La ‘Visa Gold’ ouvre la porte de l’espace Schengen pour les non-Européens

Le gouvernement portugais a annoncé ce weekend la réintroduction ce que l’on appelle la «Visa Gold », sorte de « carte de séjour pour les investisseurs », qu’il avait suspendue à la fin de l’année 2014, à la suite de soupçons de corruption. Certains hauts fonctionnaires, dont le ministre de l’Intérieur, ont été impliqués dans ce scandale.  

Ces permis de séjour sont attribués à des non-Européens qui investissent 500.000 euros dans l’immobilier portugais, ou 1 million d’euros en capital dans le pays. Il leur confère un accès direct à l’espace Schengen pendant cinq ans. Au cours de la sixième année, les titulaires de la «Visa Gold» ont la possibilité de demander la nationalité portugaise. Pour pouvoir obtenir le renouvellement de leur visa, ils doivent séjourner au Portugal au moins une semaine par an.
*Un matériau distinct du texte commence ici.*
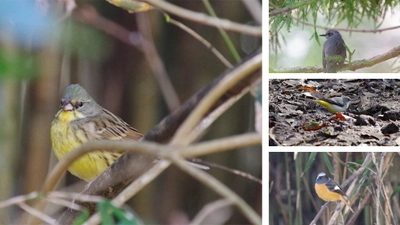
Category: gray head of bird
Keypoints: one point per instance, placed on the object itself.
(75, 98)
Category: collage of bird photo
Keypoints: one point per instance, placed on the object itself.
(334, 113)
(131, 112)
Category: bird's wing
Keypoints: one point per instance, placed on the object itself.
(333, 186)
(110, 127)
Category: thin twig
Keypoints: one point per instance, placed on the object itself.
(222, 144)
(210, 118)
(227, 169)
(209, 209)
(18, 199)
(133, 188)
(218, 187)
(155, 62)
(244, 70)
(355, 65)
(255, 9)
(204, 19)
(37, 213)
(201, 39)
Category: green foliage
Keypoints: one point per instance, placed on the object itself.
(17, 65)
(353, 13)
(82, 217)
(75, 35)
(110, 214)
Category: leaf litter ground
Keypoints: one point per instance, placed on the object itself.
(372, 118)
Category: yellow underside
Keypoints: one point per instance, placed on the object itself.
(327, 195)
(64, 140)
(331, 108)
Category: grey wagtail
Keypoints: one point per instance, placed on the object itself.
(335, 104)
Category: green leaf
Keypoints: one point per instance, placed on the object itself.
(82, 217)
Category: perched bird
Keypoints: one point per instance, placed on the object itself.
(334, 51)
(335, 104)
(329, 191)
(81, 119)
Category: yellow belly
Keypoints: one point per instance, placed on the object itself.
(64, 138)
(326, 195)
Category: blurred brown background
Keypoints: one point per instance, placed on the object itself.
(81, 48)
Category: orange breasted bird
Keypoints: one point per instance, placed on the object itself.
(329, 191)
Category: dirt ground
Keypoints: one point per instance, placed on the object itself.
(372, 118)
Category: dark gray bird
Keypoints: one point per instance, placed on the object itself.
(334, 51)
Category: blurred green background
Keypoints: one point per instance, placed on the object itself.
(43, 49)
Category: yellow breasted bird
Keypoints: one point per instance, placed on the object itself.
(335, 104)
(81, 119)
(329, 191)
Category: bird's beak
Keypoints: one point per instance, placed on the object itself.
(66, 105)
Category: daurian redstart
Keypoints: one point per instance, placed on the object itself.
(328, 190)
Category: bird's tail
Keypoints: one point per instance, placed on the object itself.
(347, 203)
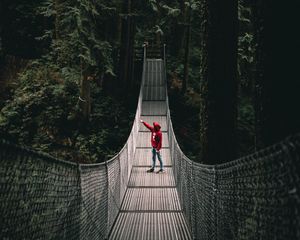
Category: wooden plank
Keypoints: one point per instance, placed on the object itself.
(162, 120)
(143, 157)
(140, 177)
(142, 199)
(157, 108)
(150, 226)
(151, 93)
(144, 140)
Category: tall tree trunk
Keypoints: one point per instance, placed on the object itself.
(218, 111)
(85, 96)
(126, 48)
(276, 89)
(186, 51)
(57, 19)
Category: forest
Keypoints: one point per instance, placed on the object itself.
(70, 74)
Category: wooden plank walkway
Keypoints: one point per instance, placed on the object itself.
(151, 208)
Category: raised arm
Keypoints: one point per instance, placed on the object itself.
(147, 125)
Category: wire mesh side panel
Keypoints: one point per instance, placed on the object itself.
(255, 197)
(94, 207)
(114, 200)
(264, 193)
(124, 156)
(40, 197)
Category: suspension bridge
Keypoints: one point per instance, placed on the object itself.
(254, 197)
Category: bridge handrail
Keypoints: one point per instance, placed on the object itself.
(43, 197)
(253, 197)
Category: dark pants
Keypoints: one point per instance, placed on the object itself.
(154, 153)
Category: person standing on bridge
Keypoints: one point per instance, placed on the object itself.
(156, 142)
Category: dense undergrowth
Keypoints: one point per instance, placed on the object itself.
(42, 112)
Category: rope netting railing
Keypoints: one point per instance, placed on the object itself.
(254, 197)
(46, 198)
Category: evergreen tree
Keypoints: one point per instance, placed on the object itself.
(218, 81)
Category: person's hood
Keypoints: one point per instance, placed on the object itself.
(156, 126)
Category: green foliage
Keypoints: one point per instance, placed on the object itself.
(44, 114)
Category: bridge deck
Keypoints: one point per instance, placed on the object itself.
(151, 207)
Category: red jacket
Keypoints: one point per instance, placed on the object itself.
(156, 135)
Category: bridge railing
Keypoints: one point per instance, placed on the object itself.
(254, 197)
(42, 197)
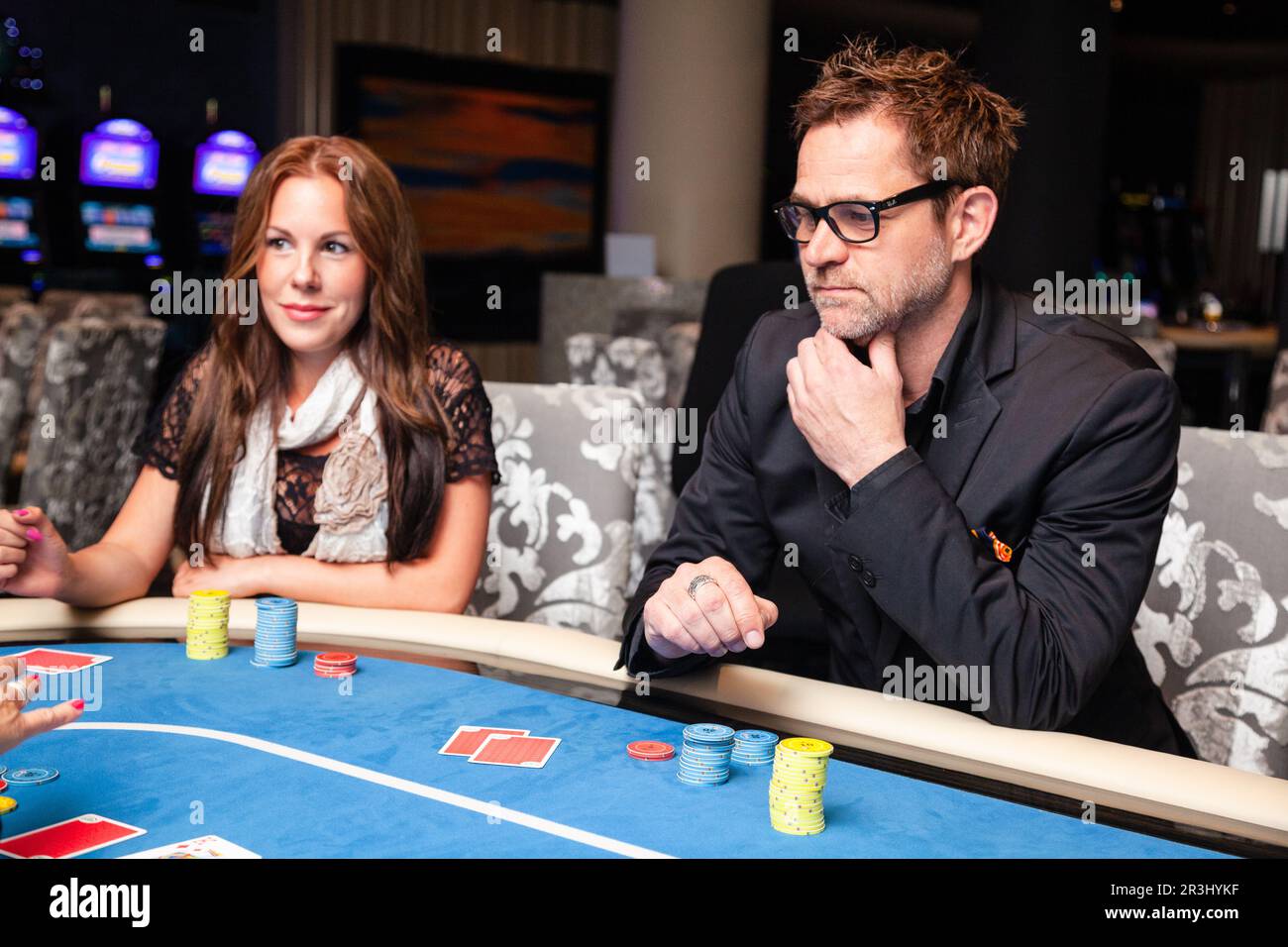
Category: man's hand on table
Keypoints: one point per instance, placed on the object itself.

Le Portugal est le premier pays à avoir offert une passerelle financière à la zone Schengen en 2012. La Grèce propose la même chose pour ceux qui investissent 250.000, Chypre promet également un permis de séjour permanent aux étrangers qui investissent 300.000 euros. La France réclame des efforts plus importants, avec un investissement de 10 millions d’euros et la création de 50 emplois. L’Espagne octroie un « visa doré» pour toute personne investissant 500.000 euros dans l’immobilier espagnol ou 2 millions d’euros en obligations du gouvernement espagnol.

Mais c’est au Portugal que le «visa doré» remporte le plus grand succès. Depuis son introduction, près d’1,5 milliard d’euros ont été investis dans le pays, dont 90% dans l’immobilier. Au total, 2.420 «visas dorés » ont été émis par le pays. 80,5% d’entre eux l’ont été à des Chinois désireux d’acquérir un accès à l’espace Schengen pour leurs affaires.